What is Medical Coding?
Medical coding is the transformation of healthcare diagnosis, procedures, medical services, and equipment into universal medical alphanumeric codes. The diagnoses and procedure codes are taken from medical record documentation, such as transcription of physician’s notes, laboratory and radiologic results, etc. Medical coding professionals help ensure the codes are applied correctly during the medical billing process, which includes abstracting the information from documentation, assigning the appropriate codes, and creating a claim to be paid by insurance carriers.
Why outsource Medical Coding?
Outsourcing medical coding services will provide you with accurate, high-quality results. With our professional coders checking and improving your healthcare documents with respect to medical coding, the chances of denials from the insurance payer will be greatly minimized.
Top benefits of outsourcing medical coding
#1 Financial Savings
While the ability to save money is an obvious benefit of outsourcing medical coding, it cannot be overlooked. Outsourcing allows companies to decrease office expenses and employee expenses, resulting in increased revenue.
#2 Focus on Core Business Activities
Outsourcing coding for an ambulatory surgical center or private practice also allows healthcare professionals to concentrate on core business activities. No back-office quality is sacrificed when outsourcing.
#3 Improved Accuracy
Over-coding and under-coding are two of the main medical coding problems that occur and they often result in claim rejection or a smaller reimbursement for claims. Outsourcing ensures accuracy when claims are made, reducing rejections and ensuring that companies get the maximum reimbursement when claims are made.

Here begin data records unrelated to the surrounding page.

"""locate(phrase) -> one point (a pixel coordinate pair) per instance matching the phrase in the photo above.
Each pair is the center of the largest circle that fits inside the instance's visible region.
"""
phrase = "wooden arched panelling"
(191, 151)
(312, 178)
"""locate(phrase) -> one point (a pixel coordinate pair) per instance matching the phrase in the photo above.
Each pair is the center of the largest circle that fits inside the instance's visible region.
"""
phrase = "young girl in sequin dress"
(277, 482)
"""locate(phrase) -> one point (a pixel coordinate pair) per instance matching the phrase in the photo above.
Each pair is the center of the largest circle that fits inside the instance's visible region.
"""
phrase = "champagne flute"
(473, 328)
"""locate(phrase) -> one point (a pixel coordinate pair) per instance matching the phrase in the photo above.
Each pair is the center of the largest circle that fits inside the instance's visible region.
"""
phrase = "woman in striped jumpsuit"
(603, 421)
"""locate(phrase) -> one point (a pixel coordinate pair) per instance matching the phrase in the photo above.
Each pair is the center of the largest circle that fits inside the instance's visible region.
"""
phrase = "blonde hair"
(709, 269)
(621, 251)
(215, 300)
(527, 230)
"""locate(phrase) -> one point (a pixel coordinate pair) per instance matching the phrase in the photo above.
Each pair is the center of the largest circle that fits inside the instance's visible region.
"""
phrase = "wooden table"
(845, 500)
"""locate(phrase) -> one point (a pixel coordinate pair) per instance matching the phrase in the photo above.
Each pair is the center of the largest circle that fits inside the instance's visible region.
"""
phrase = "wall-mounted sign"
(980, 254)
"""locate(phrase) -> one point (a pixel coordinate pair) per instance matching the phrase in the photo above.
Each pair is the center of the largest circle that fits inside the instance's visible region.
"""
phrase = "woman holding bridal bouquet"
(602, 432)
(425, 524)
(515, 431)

#4 Certified Coding Specialists
By outsourcing, companies enjoy all the benefits that certified coding specialists have to offer without all the costs of keeping them on staff.
#5 Saves Office Resources
Another benefit of outsourcing coding duties is the benefit of saving office resources. Resources are freed to work on important core activities and the overall flexibility of the organization is improved.

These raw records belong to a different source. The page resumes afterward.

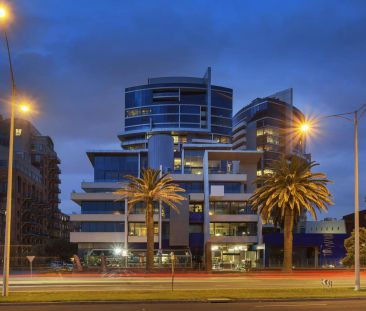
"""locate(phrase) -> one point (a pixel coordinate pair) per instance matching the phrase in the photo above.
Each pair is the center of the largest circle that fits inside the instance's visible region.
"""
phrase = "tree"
(147, 189)
(285, 193)
(349, 244)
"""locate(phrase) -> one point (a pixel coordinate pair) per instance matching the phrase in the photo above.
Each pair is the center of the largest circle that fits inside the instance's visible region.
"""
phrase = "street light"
(5, 292)
(353, 117)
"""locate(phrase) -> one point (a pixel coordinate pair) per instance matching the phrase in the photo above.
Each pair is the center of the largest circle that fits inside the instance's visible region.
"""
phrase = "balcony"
(141, 239)
(94, 196)
(97, 237)
(97, 217)
(234, 239)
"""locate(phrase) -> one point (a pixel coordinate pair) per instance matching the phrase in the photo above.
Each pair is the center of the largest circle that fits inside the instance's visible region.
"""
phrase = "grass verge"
(184, 295)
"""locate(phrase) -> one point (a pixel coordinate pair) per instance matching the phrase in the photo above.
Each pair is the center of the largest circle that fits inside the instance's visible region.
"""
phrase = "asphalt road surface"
(115, 282)
(334, 305)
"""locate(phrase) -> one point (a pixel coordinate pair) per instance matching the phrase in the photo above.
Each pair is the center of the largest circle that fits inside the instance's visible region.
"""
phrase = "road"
(334, 305)
(193, 282)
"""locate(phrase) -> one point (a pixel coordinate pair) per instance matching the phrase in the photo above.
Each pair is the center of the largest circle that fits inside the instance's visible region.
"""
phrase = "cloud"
(76, 58)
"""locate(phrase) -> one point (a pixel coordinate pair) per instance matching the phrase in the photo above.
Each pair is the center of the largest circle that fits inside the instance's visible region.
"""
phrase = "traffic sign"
(31, 258)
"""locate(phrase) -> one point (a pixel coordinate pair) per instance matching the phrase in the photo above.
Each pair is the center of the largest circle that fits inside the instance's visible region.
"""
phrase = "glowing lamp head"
(24, 108)
(3, 13)
(305, 128)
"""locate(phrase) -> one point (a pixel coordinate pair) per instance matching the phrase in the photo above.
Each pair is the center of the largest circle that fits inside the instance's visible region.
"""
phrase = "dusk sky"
(75, 58)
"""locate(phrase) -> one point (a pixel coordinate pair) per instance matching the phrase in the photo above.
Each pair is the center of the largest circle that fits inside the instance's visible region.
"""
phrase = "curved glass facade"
(177, 107)
(269, 127)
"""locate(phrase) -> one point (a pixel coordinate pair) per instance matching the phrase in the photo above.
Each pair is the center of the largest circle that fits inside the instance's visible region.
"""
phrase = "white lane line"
(292, 305)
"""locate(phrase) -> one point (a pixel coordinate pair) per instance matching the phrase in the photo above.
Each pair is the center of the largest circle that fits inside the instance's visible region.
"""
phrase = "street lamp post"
(354, 119)
(5, 291)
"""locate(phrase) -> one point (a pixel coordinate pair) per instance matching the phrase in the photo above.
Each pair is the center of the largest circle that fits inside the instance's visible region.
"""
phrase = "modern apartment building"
(191, 110)
(36, 217)
(270, 125)
(182, 125)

Steps of the medical coding process
1. Obtaining patient details and information
The process will start with your hospital providing the service provider with the patient medical record by giving access to your practice management system.

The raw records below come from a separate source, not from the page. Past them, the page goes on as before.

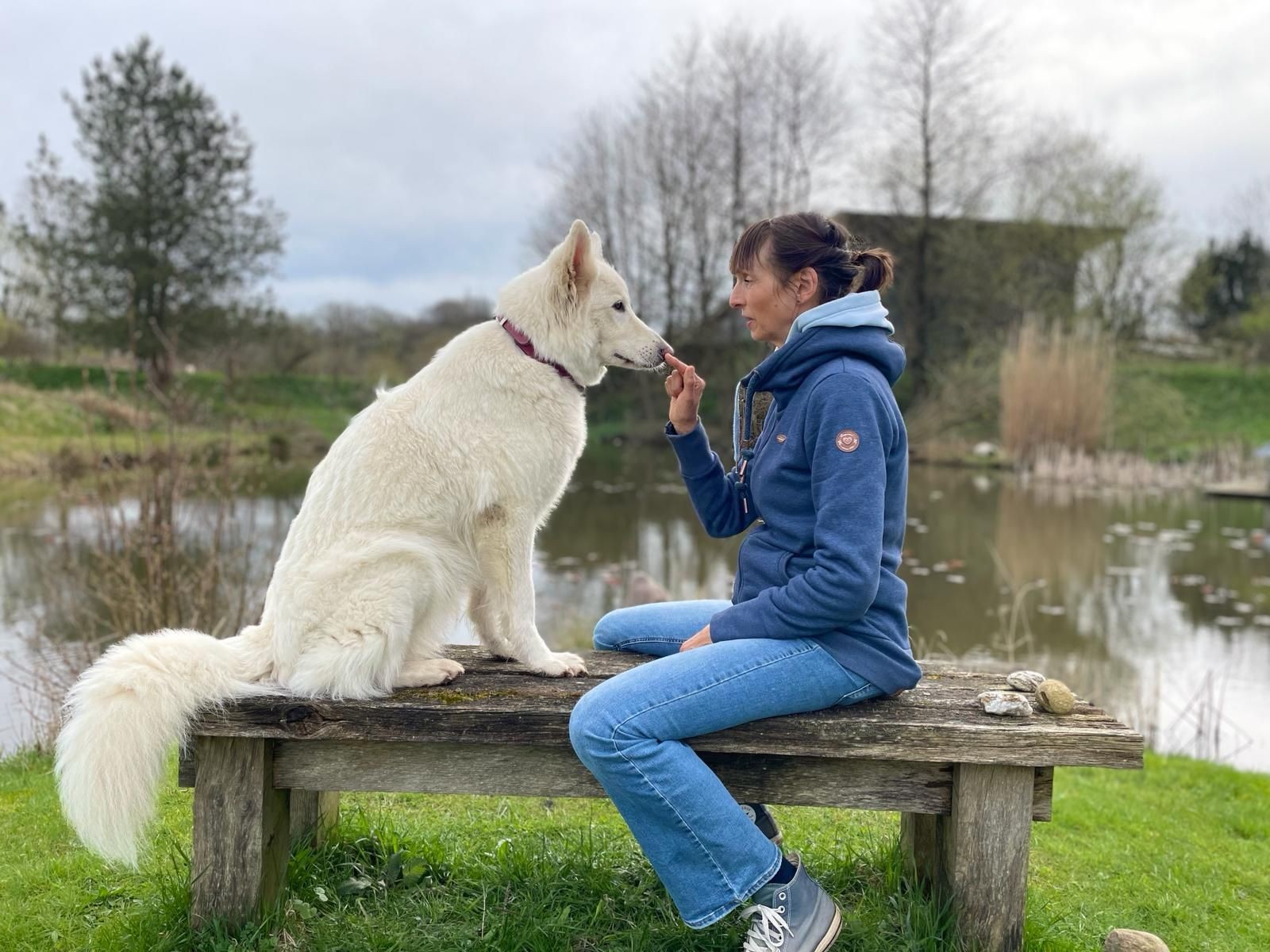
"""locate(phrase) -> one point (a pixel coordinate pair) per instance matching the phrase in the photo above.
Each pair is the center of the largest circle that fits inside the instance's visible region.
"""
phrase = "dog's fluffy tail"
(124, 714)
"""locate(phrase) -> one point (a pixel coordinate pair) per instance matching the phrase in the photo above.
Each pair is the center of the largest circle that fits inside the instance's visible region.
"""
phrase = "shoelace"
(768, 932)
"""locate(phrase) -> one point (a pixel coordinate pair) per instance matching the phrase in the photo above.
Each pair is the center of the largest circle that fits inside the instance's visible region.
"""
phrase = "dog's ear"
(575, 262)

Before the actual coding process begins, the medical coder will refer to the different sources present in the patient’s files, like imaging reports, diagnostic test reports, and the doctor’s transcription to verify the services rendered.
3. Assigning the codes and Quality checks
A team of medical coders who are skilled at handling coding will be asked to assign the right codes. Codes will be assigned in line along with defined standards in order to avoid up-coding or down-coding. Next, the assigned codes and the diagnosis will be verified for compatibility.
4. Preparing coded charts
Once the coding is completed, coded charts will be prepared and forwarded to the hospital or clinic. These charts will be used at the claims processing stage.
At the end of the process, you can send in your feedback to the service provider.
Having a dedicated medical coding service for your firm can be a boon as they will be responsible for reading the medical files and notes of doctors and other practitioners and translating diagnoses, prescriptions, and the services rendered into relevant codes for insurance claims.